Try cooking with new grains. Add brown rice with quinoa (pronounced keen-wah) for more whole grains. Add black beans, greens, and salsa for a healthy dinner bowl.
Add more oats to your teen’s diet for more whole grains. For families who are busy in the mornings try making overnight oats. Combine ½ cup of rolled oats, ½ cup milk, fruit, and nuts in a jar. Place it in the refrigerator overnight and the next morning breakfast is ready to go. You could also make a large batch of oatmeal the night before and warm it up in the morning.
Always read labels on grain products and teach your teen how to as well. The first ingredient should be whole grains. Try to look for products with 10 or fewer grams of sugar per serving and 3 or more grams of fiber per serving for the healthiest versions.
When preparing cereal, oatmeal, or soup, use low-fat milk instead of water. This is an easy way to increase your child’s dairy intake without pouring him a glass of milk.

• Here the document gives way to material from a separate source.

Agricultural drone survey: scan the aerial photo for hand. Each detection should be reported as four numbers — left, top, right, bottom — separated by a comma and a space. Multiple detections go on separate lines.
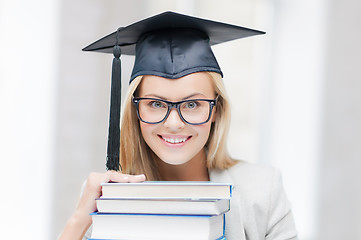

Adding yogurt or low-fat milk to a smoothie is a good way to add dairy to breakfast if he is not eating cereal.
If your child is lactose intolerance or doesn’t drink milk, substitutions like fortified almond milk, soy milk, or rice milk can be a good way to make sure he gets calcium and vitamin D. When selecting nut milks, try to get the low-sugar or unsweetened varieties to keep added sugars down.
Try to serve milk with dinner and other meals. Some teens may replace milk for soda, and if this is the case with your teen, don’t keep soda in the house and make sure to serve milk with meals.